Learning to Play TETRIS

Results

Summary of Results for the Deep Search

If enough iterations are allowed, Random-Restart Hill-Climbing will eventually find the optimal solution. While I don’t know if the optimal solution has been found, an extremely good solution has been found. In total, approximately 50,000 games of Tetris were played by the learning algorithm. While several of the random initial solutions improved greatly, none of them came very close to converging to a single maximum. The initial solution seemed to be a large factor in learning successfully, which indicates that the shape of the weight-space "surface" is fairly "bumpy" rather than smoothly curved. The most successful learning started with the initial state that I selected in the beginning as the setting I thought would be optimal. However, much improvement was made from the initial setting.

The path from these weights involved 3 runs – the first one with a step size of 10, 2 passes per run, 100 trials per weight setting, and 0% slack. This learning process is illustrated in Figure 5. After obtaining the best performance from this run, I started with the newly "optimal" weights and executed a run with a step size of 2, 2 passes per run, 100 trials per weight setting, and 15% slack. This led to a better set of weights. One final refinement – a run with a step size of 1, 2 passes per run, 100 trials per weight setting and 0% slack. This lead to the best weight setting I found in the time permitted. Several other runs from other initial states did come fairly close to the optimal performance, however.

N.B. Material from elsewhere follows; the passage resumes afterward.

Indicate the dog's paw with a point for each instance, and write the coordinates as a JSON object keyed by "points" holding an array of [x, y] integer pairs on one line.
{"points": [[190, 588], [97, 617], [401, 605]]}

Figure 5. As the learning algorithm proceeded, the weights changed from [10 10 10 300 500 10 50 10] to [40 20 10 300 490 70 50 20]. Each trial consisted of 100 games, so this run consisted of 41 trials in total. The dashed black line shows the average lines completed per game for each trial. The vertical red line indicates the best performance, so the weight values that intersect this line are the best ones. This setting led to the "optimal" setting obtained after 2 more refined runs (smaller step size).

When learning, the computer would ignore the next tetrad (and do a shallow search) in order to save time. The figures listed below show the difference in performance between the initial setting that I thought would be optimal and the setting that turned out to be optimal in the amount of time I had for the learning process. The figures also illustrate that a small improvement in performance when ignoring the next tetrad can lead to a huge improvement in performance when playing using the deep search. All games were played on a 333MHz Pentium II with 96 MB of RAM.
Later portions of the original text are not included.